The case began when the union filed a representation petition with the NLRB for a bargaining unit of all full-time and regular part-time CNAs at a nursing home and non-acute healthcare facility. The employer contended that the only appropriate unit containing the CNAs would include all non-professional service and maintenance employees. The Regional Director found the petitioned-for unit to be appropriate and the Board upheld the decision. The employer refused to bargain with the newly certified unit and the union filed an unfair labor practice charge, which ultimately was appealed to the Sixth Circuit.

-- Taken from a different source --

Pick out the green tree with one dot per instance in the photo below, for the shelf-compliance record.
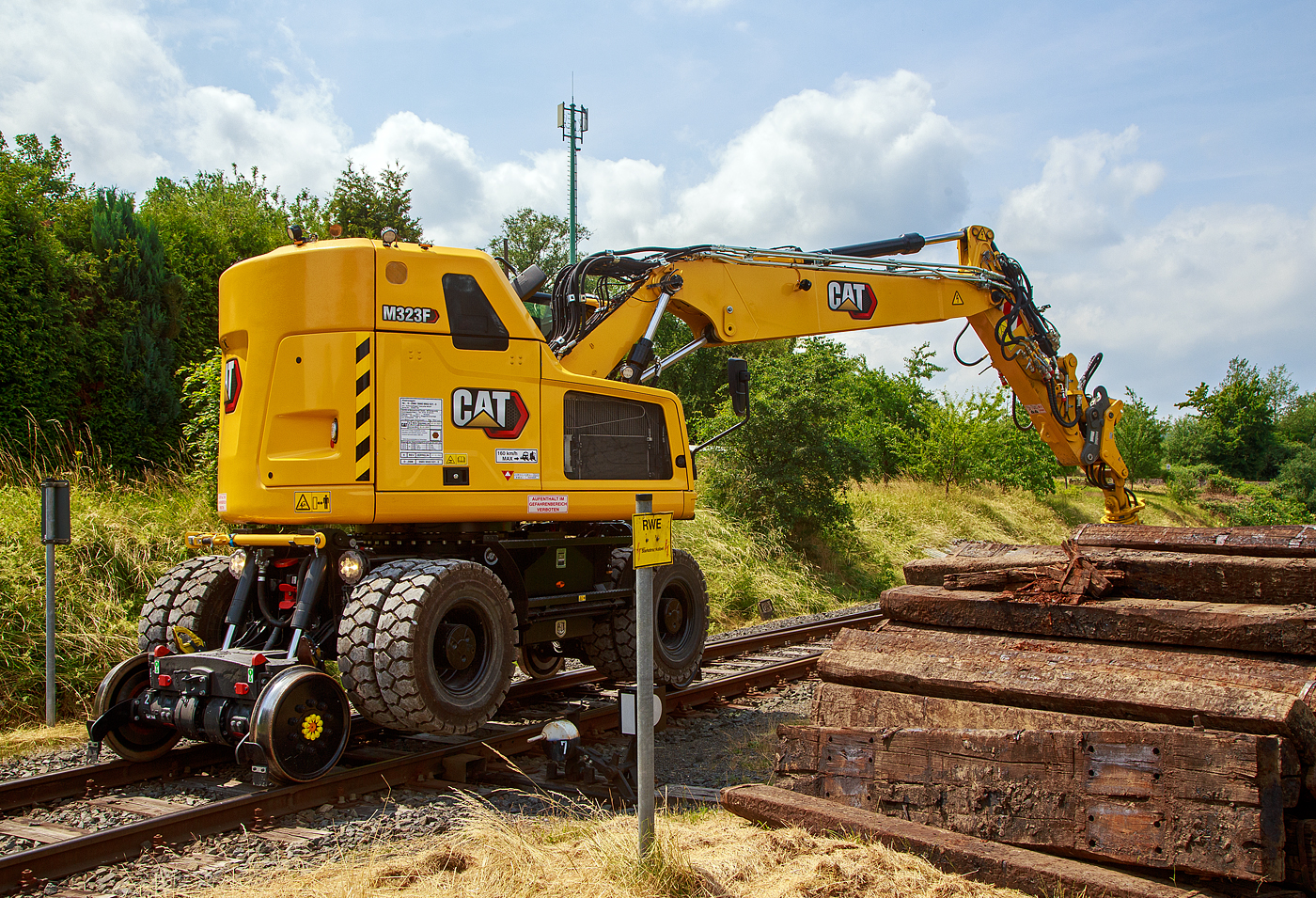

On appeal, the employer made four arguments that the Board abused its discretion in its 2011 decision, all of which were rejected by the court. First, it argued that the Board incorrectly adopted a new standard that strayed from clearly established precedent. The court recognized the Board’s broad discretion in determining bargaining unit appropriateness and that its decision to follow prior precedent over more recent precedent was justified because the Board “cogently explained” its rationale for doing so. Second, the employer argued that the “overwhelming community of interest” standard was a “material change in the law.” The court rejected this claim on the basis that the Board had previously used this standard and that it had even been upheld by the D.C. Circuit Court of Appeals. Third, the employer argued that the Board violated Section 9(c)(5) of the NLRA which states that “the extent to which the employees have organized shall not be controlling” in determining whether the petitioned-for unit is appropriate. The court disagreed with this contention and held that the Board “did not assume that the CNA-only unit was appropriate” and applied the proper community of interest standard. Finally, the court rejected the employer’s claim that the Board unlawfully established a general rule through adjudication instead of rulemaking, holding that the Board’s decision to follow an “already existing principle” in adjudication was not improper.
The Sixth Circuit’s ruling highlights the deferential standard reviewing courts apply to Board decisions, especially in the area of bargaining unit appropriateness. Although not binding on other circuits, this clear holding in favor of the NLRB should result in more cases where the Board permits a union to attempt to organize a discrete subset of an employer’s workforce. The composition of the unit is a critical factor in the outcome of a union election. Specialty Healthcare allows the union to control this critical factor, thus adding one more challenge to an employer’s ability to prepare for and respond to union organizing.